Single denormalized events tables are increasingly common, especially for storing logs data from mobile clients. These single-table implementations often use JSON blobs to store properties.
A single table is great for quickly ingesting data. Unfortunately, it can also make real-time queries slow and cumbersome.
User-Based Analysis on Denormalized Tables
A lot of data analysis involves aggregating data by user and reasoning about those users. With a denormalized table, you have to extract these user data point separately for each query, which wastes CPU time and analyst time.
For example, calculating paid user retention requires finding all the users who have paid. Then you join that back to your activity table to see those users’ behaviors changing over time.
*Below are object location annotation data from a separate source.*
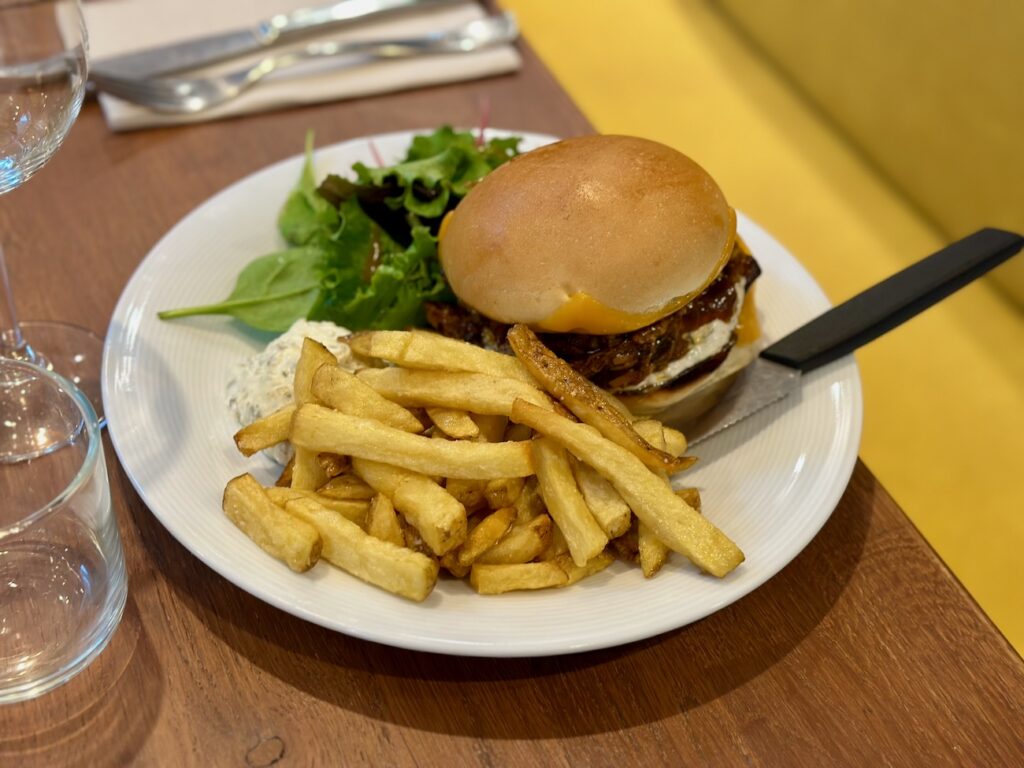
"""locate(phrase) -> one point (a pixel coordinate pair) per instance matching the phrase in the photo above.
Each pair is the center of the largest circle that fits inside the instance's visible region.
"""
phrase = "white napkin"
(118, 27)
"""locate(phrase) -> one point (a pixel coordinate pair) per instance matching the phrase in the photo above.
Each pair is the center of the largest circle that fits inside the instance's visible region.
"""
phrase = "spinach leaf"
(306, 215)
(271, 292)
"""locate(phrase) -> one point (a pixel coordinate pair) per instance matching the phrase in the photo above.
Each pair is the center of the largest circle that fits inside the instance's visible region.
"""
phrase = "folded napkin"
(118, 27)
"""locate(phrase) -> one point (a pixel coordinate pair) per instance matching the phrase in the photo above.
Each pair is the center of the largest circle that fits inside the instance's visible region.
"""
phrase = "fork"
(190, 95)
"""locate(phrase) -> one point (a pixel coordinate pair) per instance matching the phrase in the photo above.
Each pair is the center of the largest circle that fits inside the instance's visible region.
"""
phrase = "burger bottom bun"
(680, 407)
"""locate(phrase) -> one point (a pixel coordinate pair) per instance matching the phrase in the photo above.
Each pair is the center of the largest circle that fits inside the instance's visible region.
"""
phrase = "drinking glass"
(43, 47)
(62, 582)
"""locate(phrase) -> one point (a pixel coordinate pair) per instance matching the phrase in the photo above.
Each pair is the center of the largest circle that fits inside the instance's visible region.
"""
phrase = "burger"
(623, 255)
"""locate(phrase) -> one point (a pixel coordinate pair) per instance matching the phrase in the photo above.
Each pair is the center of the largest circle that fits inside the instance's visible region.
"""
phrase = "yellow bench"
(787, 133)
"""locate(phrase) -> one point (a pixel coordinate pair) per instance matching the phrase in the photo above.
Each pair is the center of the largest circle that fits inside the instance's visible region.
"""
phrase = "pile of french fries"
(512, 471)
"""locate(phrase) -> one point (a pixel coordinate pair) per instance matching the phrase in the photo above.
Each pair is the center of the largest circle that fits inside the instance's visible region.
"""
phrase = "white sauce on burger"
(706, 342)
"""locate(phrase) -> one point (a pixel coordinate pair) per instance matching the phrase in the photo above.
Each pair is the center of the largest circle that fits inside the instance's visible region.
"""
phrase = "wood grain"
(863, 651)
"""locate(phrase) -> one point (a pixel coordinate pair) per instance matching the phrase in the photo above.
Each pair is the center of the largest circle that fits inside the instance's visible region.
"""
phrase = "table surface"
(863, 650)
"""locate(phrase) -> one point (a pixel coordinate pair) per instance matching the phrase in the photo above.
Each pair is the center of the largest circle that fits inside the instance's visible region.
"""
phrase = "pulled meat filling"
(621, 360)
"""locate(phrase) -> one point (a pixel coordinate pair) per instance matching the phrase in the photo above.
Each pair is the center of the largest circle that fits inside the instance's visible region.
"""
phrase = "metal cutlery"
(282, 29)
(189, 95)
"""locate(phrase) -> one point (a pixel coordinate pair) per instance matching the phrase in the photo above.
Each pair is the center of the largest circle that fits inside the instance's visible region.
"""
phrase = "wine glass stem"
(11, 342)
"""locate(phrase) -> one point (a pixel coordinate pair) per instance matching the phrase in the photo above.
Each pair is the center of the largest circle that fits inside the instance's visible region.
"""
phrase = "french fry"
(627, 547)
(517, 432)
(529, 504)
(691, 497)
(467, 493)
(492, 427)
(479, 393)
(496, 580)
(265, 432)
(611, 513)
(577, 573)
(523, 543)
(485, 535)
(650, 498)
(453, 422)
(426, 350)
(430, 509)
(565, 504)
(382, 522)
(316, 428)
(352, 510)
(557, 546)
(346, 487)
(651, 551)
(503, 493)
(285, 478)
(346, 392)
(332, 464)
(307, 473)
(381, 563)
(293, 542)
(589, 402)
(665, 438)
(675, 441)
(311, 358)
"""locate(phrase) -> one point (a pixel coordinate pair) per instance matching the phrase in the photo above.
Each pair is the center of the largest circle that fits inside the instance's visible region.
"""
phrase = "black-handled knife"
(775, 373)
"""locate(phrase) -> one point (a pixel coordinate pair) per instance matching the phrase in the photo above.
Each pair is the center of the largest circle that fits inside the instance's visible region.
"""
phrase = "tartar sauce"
(263, 383)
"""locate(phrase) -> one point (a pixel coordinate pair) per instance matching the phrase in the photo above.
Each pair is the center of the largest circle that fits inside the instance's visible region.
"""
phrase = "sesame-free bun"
(592, 235)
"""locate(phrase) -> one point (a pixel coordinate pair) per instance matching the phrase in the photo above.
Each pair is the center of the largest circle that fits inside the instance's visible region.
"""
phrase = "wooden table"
(863, 651)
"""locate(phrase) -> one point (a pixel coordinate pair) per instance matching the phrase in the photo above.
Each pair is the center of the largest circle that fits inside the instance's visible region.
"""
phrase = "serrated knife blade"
(278, 30)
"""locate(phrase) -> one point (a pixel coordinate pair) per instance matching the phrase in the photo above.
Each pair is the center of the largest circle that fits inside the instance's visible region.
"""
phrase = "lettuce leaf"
(364, 251)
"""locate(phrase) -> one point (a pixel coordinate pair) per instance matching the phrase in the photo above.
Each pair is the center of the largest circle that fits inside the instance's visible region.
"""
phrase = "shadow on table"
(559, 696)
(97, 717)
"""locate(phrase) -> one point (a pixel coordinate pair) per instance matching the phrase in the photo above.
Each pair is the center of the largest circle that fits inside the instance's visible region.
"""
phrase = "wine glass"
(43, 68)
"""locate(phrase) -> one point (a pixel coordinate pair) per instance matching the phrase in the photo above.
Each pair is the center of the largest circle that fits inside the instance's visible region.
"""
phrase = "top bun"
(594, 235)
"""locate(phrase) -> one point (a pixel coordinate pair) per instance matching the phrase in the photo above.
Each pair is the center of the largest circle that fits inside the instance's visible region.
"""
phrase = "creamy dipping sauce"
(263, 382)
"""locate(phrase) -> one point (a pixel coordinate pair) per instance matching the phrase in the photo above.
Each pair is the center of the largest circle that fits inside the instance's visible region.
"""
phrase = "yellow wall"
(944, 410)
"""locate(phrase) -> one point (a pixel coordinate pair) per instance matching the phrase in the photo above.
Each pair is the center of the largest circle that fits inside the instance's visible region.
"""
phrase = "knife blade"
(279, 30)
(775, 374)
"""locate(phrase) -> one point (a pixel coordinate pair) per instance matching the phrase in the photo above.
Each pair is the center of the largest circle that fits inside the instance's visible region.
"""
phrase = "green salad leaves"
(363, 252)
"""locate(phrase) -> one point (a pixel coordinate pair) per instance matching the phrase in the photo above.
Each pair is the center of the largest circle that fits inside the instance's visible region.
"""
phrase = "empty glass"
(43, 66)
(62, 583)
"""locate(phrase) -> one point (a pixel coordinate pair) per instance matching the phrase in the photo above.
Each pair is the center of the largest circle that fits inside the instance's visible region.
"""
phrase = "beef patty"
(621, 360)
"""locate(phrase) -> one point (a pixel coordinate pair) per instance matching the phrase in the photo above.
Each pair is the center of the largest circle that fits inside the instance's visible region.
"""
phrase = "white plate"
(770, 482)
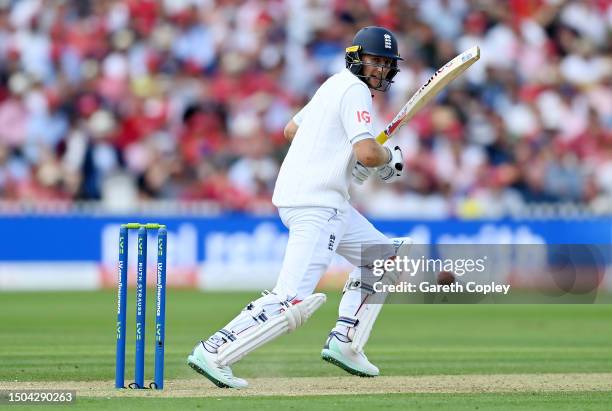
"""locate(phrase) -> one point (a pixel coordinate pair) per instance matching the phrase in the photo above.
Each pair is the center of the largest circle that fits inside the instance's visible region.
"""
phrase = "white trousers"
(315, 234)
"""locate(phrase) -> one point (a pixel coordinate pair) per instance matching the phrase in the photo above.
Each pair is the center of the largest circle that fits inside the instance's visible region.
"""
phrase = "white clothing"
(315, 234)
(317, 170)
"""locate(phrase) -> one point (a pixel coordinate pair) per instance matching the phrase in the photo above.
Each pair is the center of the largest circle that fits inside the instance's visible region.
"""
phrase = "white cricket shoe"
(338, 351)
(204, 362)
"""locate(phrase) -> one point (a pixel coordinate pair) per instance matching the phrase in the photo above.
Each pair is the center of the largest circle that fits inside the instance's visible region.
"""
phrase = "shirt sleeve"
(356, 113)
(299, 116)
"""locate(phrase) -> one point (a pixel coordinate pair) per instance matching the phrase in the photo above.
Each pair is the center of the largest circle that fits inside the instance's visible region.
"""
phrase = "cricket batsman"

Since this is a core metric for your business, you’ll be running a query like this daily, if not hourly:
with retention_users as ( select user_id, date(min(created_at)) as first_login, from events group by 1 having min(created_at) > now() - interval '14 day' ), user_activity as ( select user_id, date(created_at) as day from events group by 1, 2 where created_at > now() - interval '7 day' ) select day, count(retention_users.user_id) / count(user_activity.user_id) from user_activity right join retention_users using (user_id) where retention_users.first_login + interval '7 day' > user_activity.day group by 1
Luckily, there’s a solution: Normalizing metadata from events tables. This can make analysis queries much faster.
A user’s table is a great place to start. You’ll want to store some metadata. The details depend on the analyses you’ll be doing, but common cohorts include total spend, platform, marketing channel, join date, and experiment groups.
Here’s an example:
With such a table, your retention query simplifies to something like this:
with user_activity as ( select user_id, date(created_at) as day from events group by 1, 2 where created_at > now() - interval '7 day' ) select day, count(users.user_id) / count(user_activity.user_id) from user_activity right join users using (user_id) where users.first_login + interval '7 day' > user_activity.day and users.age between 18 and 35 group by day, users.spend_level
As a bonus, this version will run quite a bit faster, as you’re not joining the whole events table to itself!
Creating and Updating Your Tables
Depending on your stack and preferences, you have lots of options for creating and updating these tables.
Sisense for Cloud Data Teams’ Views feature will let you materialize a table with a simple select statement. You write the statement once, and Sisense for Cloud Data Teams updates the view every hour. This is an especially good option if you don’t own the database because your events are stored by a third-party service like Amplitude or Segment.
If you do own the database, certain databases support materialized views, which are a good option.
If you’re already ETLing data into the database, this can provide a natural home for code to create a table. You can also set it up to trigger the table creation when new events are added, keeping the metadata tables perfectly up-to-date.
If you want the metadata tables to live in your database, but don’t own your ETL, a database trigger works well. The trigger will run when new events are inserted and update your metadata tables as well. Remember to keep them fast, or they’ll bog down your insert statements.
Denormalized logs tables can be convenient when you’re logging the data. Just remember to set up normalized metadata tables on the other end!